Jeffrey Yasskin
2009-Jun-10 19:17 UTC
[LLVMdev] Why does the x86-64 JIT emit stubs for external calls?
In X86CodeGen.cpp, the following code appears in the handler used for CALL64pcrel32 instructions: // Assume undefined functions may be outside the Small codespace. bool NeedStub (Is64BitMode && (TM.getCodeModel() == CodeModel::Large || TM.getSubtarget<X86Subtarget>().isTargetDarwin())) || Opcode == X86::TAILJMPd; emitGlobalAddress(MO.getGlobal(), X86::reloc_pcrel_word, MO.getOffset(), 0, NeedStub); This causes every external call to be emitted as a call to a stub which then jumps to the real function. I understand, thanks to the helpful folks on #llvm, that calls across more than 31 bits of address space need to be emitted as a "mov $ADDRESS, r10; call *r10" pair instead of the simple "call rip+ADDRESS" used for calls within 31 bits. But why isn't the mov+call pair emitted inline? And why are Darwin and TAILJMPs special? Having this out of line seems to lose up to 2% performance on the Unladen Swallow benchmarks, so, while it's not urgent, it'd be nice to figure out how to avoid the stubs. What kind of patch would be welcome to fix this? Thanks, Jeffrey
Evan Cheng
2009-Jun-11 19:54 UTC
[LLVMdev] Why does the x86-64 JIT emit stubs for external calls?

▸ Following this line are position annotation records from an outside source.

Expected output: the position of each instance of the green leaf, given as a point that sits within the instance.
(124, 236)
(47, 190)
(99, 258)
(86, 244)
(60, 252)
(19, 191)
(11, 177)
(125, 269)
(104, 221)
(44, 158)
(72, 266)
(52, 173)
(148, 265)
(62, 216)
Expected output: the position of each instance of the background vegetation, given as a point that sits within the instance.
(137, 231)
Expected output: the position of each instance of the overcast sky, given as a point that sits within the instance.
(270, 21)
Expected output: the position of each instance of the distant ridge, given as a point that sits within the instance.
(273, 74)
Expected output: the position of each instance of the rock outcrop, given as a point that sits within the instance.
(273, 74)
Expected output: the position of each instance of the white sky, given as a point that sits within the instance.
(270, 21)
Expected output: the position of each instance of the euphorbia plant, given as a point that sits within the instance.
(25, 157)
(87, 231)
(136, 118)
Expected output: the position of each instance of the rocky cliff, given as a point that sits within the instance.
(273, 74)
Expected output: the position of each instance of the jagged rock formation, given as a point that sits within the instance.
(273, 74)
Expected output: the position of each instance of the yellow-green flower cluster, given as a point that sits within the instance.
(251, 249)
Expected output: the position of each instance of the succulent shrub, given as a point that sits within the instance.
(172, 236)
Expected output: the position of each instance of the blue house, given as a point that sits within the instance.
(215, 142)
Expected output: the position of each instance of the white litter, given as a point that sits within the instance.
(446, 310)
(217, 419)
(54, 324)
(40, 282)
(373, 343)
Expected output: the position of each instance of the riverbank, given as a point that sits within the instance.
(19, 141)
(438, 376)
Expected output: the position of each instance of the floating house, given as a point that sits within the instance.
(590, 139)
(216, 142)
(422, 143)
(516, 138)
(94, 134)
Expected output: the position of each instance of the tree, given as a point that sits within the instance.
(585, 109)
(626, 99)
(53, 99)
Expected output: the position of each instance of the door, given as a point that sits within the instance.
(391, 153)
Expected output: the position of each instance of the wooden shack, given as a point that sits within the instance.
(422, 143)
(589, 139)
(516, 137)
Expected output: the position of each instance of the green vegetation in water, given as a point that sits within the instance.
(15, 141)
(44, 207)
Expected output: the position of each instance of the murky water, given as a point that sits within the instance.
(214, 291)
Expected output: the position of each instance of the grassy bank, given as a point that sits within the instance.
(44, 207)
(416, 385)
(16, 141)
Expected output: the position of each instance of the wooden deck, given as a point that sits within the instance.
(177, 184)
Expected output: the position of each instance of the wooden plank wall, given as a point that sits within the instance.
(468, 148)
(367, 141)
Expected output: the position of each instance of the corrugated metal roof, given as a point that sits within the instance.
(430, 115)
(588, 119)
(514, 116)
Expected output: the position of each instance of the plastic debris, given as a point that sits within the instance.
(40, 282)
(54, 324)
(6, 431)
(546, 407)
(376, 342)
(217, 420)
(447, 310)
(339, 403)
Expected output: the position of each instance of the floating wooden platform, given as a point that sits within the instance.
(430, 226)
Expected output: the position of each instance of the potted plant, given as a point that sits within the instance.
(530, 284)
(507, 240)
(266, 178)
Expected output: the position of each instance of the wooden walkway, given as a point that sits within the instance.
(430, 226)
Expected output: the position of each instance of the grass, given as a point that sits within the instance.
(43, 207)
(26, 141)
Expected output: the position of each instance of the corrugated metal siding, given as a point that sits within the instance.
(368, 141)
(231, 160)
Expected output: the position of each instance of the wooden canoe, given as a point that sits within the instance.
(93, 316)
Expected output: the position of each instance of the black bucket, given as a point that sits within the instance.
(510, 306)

On Jun 10, 2009, at 12:17 PM, Jeffrey Yasskin wrote:> In X86CodeGen.cpp, the following code appears in the handler used for > CALL64pcrel32 instructions: > > // Assume undefined functions may be outside the Small > codespace. > bool NeedStub > (Is64BitMode && > (TM.getCodeModel() == CodeModel::Large || > TM.getSubtarget<X86Subtarget>().isTargetDarwin())) || > Opcode == X86::TAILJMPd; > emitGlobalAddress(MO.getGlobal(), X86::reloc_pcrel_word, > MO.getOffset(), 0, NeedStub); > > This causes every external call to be emitted as a call to a stub > which then jumps to the real function. > I understand, thanks to the helpful folks on #llvm, that calls across > more than 31 bits of address space need to be emitted as a "mov > $ADDRESS, r10; call *r10" pair instead of the simple "call > rip+ADDRESS" used for calls within 31 bits. But why isn't the mov+call > pair emitted inline? And why are Darwin and TAILJMPs special?This is needed because of lazy compilation, before the callee is resolved, it is just a JIT stub. It's heap allocated so it may not be in the lower 4G even if the code size model is small. I know this is the case on Darwin x86_64, I am not sure about other targets. I forgot why this is needed for tail calls, sorry. In theory we can make the code generator inline mov+call, the reality is it doesn't know whether it's jitting or not. Also, we really want to keep the code generation the same (as much as possible) whether it's jitting or compiling. One possible solution for this is to add code size model specifically for JIT so code generator can generate more efficient code in that configuration. Evan> > > Having this out of line seems to lose up to 2% performance on the > Unladen Swallow benchmarks, so, while it's not urgent, it'd be nice to > figure out how to avoid the stubs. > > What kind of patch would be welcome to fix this? > > Thanks, > Jeffrey > _______________________________________________ > LLVM Developers mailing list > LLVMdev at cs.uiuc.edu http://llvm.cs.uiuc.edu > http://lists.cs.uiuc.edu/mailman/listinfo/llvmdev
Jeffrey Yasskin
2009-Jun-11 23:24 UTC
[LLVMdev] [unladen-swallow] Re: Why does the x86-64 JIT emit stubs for external calls?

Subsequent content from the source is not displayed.